Member of the Council of the District of Columbia for Ward 8
- In office January 2, 1975 – January 2, 1977
- Preceded by: Position established
- Succeeded by: Wilhelmina Rolark

Personal details
- Born: c. 1930 (age 95–96)
- Party: Democratic
- Spouse: Marcia Hall Otey ​(m. 1987)​
- Education: Howard University (BA)

= James Coates (politician) =

American politician (born 1930)

James E. Coates (born c. 1930) is an American Baptist minister and former Democratic politician in Washington, D.C.

==Early years==
James E. Coates was born to Louise and George E. Coates. He attended Howard University's School of Religion, and he graduated with honors.

==Religious career==
In 1954, Coates was ordained as a minister and became the pastor of Bethlehem Baptist Church on October 5, 1957. In 2019, the D.C. council passed a resolution commemorating the 65th anniversary of his ordination.

==Political career==
===District of Columbia Board of Education===
====Nomination in 1967====
In 1967, Coates was nominated for one of three open seats on the District of Columbia Board of Education. Coates had served as staff director of the Congress Heights Neighborhood Development Center. Coates supported opening schools year-round. He also supported privatizing the operation of vocational schools. Coates' candidacy was endorsed by Americans for Democratic Action and D.C. Citizens for Better Public Education. At the time, federal district judges appointed the members of the District of Columbia Board of Elections.
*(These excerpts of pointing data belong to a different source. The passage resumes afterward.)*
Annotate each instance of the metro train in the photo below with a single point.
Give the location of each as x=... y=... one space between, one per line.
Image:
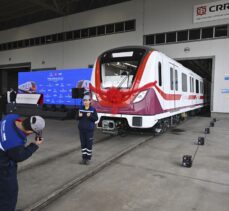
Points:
x=139 y=87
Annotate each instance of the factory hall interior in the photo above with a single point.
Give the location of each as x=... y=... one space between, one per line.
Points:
x=118 y=105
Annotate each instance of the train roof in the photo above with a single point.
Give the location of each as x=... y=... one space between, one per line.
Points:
x=130 y=47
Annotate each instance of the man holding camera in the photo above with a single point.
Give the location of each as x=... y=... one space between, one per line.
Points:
x=13 y=149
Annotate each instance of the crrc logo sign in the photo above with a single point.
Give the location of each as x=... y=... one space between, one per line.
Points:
x=201 y=10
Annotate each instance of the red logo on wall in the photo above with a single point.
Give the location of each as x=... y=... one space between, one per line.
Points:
x=201 y=10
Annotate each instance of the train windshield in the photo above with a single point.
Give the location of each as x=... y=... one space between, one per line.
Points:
x=118 y=69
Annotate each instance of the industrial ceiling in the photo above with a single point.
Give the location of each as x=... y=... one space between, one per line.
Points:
x=14 y=13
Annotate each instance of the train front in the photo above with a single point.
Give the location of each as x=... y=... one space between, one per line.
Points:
x=119 y=94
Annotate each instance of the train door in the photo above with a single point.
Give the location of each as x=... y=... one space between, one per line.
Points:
x=174 y=83
x=192 y=96
x=160 y=76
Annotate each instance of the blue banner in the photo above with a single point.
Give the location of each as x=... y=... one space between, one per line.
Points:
x=55 y=85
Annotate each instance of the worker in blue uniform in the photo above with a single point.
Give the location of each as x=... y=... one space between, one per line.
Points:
x=87 y=117
x=13 y=149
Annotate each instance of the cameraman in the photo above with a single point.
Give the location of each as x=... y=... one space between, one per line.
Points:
x=13 y=149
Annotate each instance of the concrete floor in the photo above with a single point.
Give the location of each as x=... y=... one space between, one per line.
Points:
x=151 y=177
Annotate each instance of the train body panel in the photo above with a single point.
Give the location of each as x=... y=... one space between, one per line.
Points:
x=140 y=86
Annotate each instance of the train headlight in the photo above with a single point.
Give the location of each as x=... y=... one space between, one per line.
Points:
x=140 y=96
x=94 y=97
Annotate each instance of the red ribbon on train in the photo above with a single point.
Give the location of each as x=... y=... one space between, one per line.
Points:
x=116 y=98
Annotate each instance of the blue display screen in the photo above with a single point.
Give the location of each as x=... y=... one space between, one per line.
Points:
x=55 y=85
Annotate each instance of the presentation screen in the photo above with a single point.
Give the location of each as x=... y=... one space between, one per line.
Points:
x=55 y=85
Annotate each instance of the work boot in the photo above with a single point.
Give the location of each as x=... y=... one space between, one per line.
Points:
x=82 y=162
x=87 y=162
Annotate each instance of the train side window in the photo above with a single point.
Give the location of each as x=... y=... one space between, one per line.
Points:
x=159 y=74
x=197 y=86
x=171 y=78
x=192 y=84
x=176 y=80
x=184 y=82
x=201 y=87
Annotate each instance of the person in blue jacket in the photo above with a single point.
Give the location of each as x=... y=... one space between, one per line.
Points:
x=87 y=117
x=13 y=149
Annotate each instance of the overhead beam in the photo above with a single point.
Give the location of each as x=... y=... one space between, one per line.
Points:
x=47 y=6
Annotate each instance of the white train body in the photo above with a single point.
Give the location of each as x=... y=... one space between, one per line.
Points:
x=154 y=87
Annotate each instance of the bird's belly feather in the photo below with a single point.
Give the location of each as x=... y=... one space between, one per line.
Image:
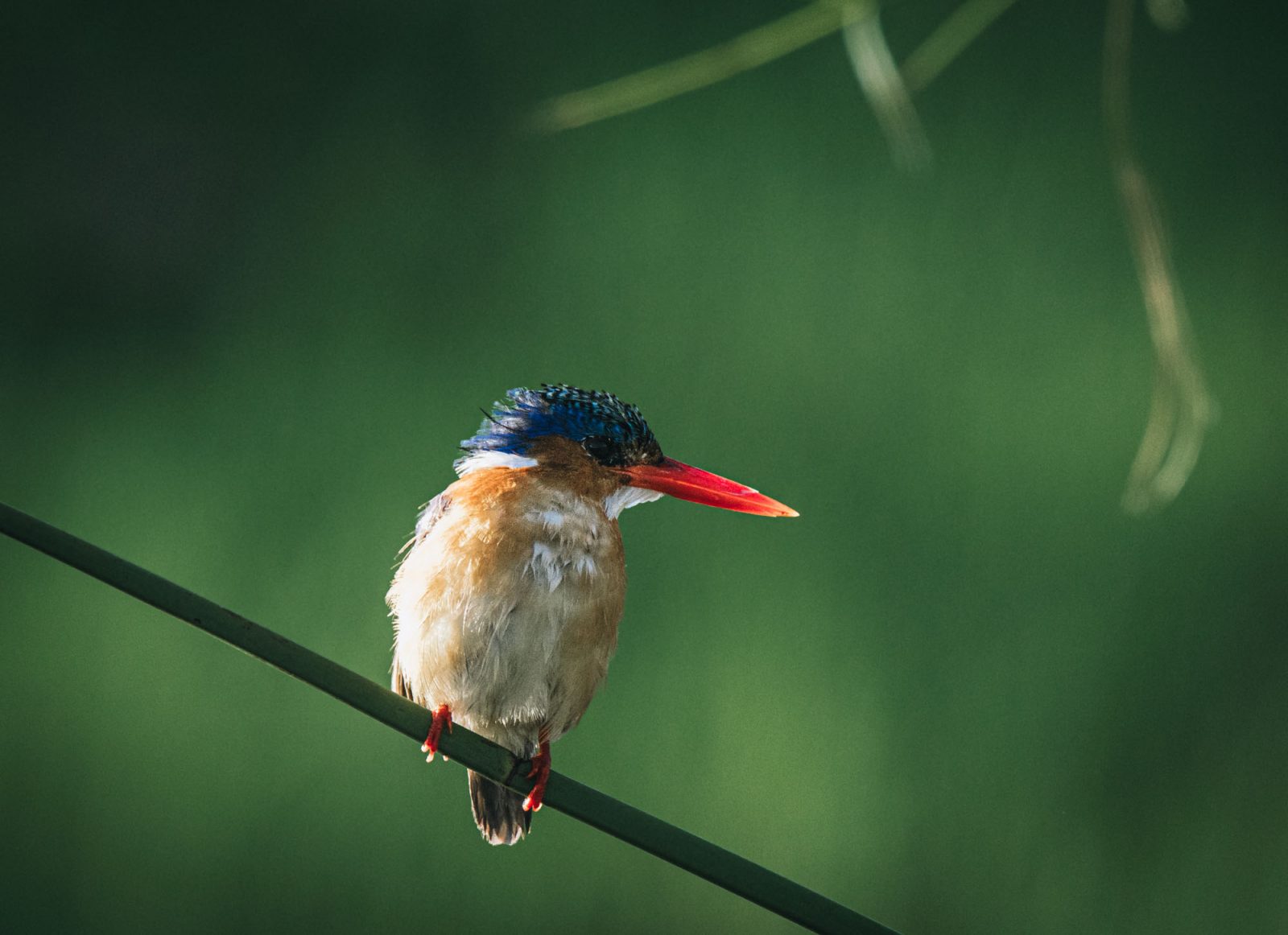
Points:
x=514 y=630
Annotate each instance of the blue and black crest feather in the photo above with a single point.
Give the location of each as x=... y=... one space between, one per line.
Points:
x=612 y=431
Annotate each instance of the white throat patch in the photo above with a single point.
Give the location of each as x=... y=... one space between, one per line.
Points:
x=481 y=460
x=626 y=497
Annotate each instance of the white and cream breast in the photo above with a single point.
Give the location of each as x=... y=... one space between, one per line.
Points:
x=506 y=606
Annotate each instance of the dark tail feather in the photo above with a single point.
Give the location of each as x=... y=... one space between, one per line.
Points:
x=497 y=810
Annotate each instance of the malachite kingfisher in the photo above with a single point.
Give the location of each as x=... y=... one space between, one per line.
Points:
x=508 y=600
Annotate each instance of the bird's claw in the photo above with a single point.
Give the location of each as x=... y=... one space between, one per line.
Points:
x=442 y=718
x=541 y=773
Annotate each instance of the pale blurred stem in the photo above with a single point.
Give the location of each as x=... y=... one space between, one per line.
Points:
x=621 y=821
x=1180 y=407
x=760 y=47
x=702 y=68
x=950 y=40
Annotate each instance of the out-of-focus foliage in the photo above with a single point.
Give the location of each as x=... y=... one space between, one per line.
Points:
x=264 y=263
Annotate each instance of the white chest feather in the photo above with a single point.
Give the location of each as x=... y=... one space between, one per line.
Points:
x=512 y=619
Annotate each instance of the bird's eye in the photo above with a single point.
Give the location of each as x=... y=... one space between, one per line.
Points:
x=598 y=447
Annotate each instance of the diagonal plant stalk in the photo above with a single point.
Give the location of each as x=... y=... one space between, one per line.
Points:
x=687 y=851
x=1180 y=410
x=702 y=68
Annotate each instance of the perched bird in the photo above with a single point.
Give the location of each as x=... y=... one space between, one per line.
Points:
x=506 y=604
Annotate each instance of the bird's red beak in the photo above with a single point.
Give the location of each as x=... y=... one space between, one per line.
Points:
x=702 y=487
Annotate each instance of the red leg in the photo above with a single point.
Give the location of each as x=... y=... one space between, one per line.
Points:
x=442 y=718
x=541 y=773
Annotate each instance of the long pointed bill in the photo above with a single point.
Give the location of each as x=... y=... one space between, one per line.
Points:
x=702 y=487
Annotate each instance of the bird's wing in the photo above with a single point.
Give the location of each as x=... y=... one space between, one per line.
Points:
x=433 y=512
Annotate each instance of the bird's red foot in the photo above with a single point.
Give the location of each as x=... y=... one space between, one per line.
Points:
x=541 y=773
x=442 y=718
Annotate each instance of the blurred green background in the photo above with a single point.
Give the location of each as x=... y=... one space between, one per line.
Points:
x=263 y=264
The federal judges decided to appoint other individuals to the District of Columbia Board of Education.

====Candidacy in 1968====
The first public election for members of the District of Columbia Board of Education was held in 1968. Coates was a candidate to represent Ward 8 on the District of Columbia Board of Education. Coates' nomination was endorsed by the Washington Baptist Ministers Conference. Coates supported more training for teachers and contracting with a private developer to build new schools. Coates' candidacy was endorsed by the Washington Teachers Union, the District Republicans, the Baptist Ministers Conference of Washington, D.C., the D.C. Education Association, and the editorial board of The Washington Post. Coates and Edward E. Saunders both advanced to a run-off election. The D.C. Democrats declined to endorse him. Coates won the run-off election, receiving 1,584 votes to Saunders' 1,187 votes.

====First term====
Coates' term in office began on January 26, 1969. The members of the District of Columbia Board of Education elected Coates president.

In February 1969, Coates joined other members of the Board of Education to review school textbooks for examples of racism and outdated content. A high-school textbook described Southerners during the Civil War as "ready to defend the Southern way of life...slavery or no slavery". Another textbook described Ho Chih Minh as the leader of an "independent movement".

===Council of the District of Columbia===
Coates was elected as one of the original members of the Council of the District of Columbia in 1974 when D.C. gained home rule. Coates represented Ward 8 on the council from 1975 to 1977.

==Personal life==
Coates married Marcia Hall Otey in January 1987.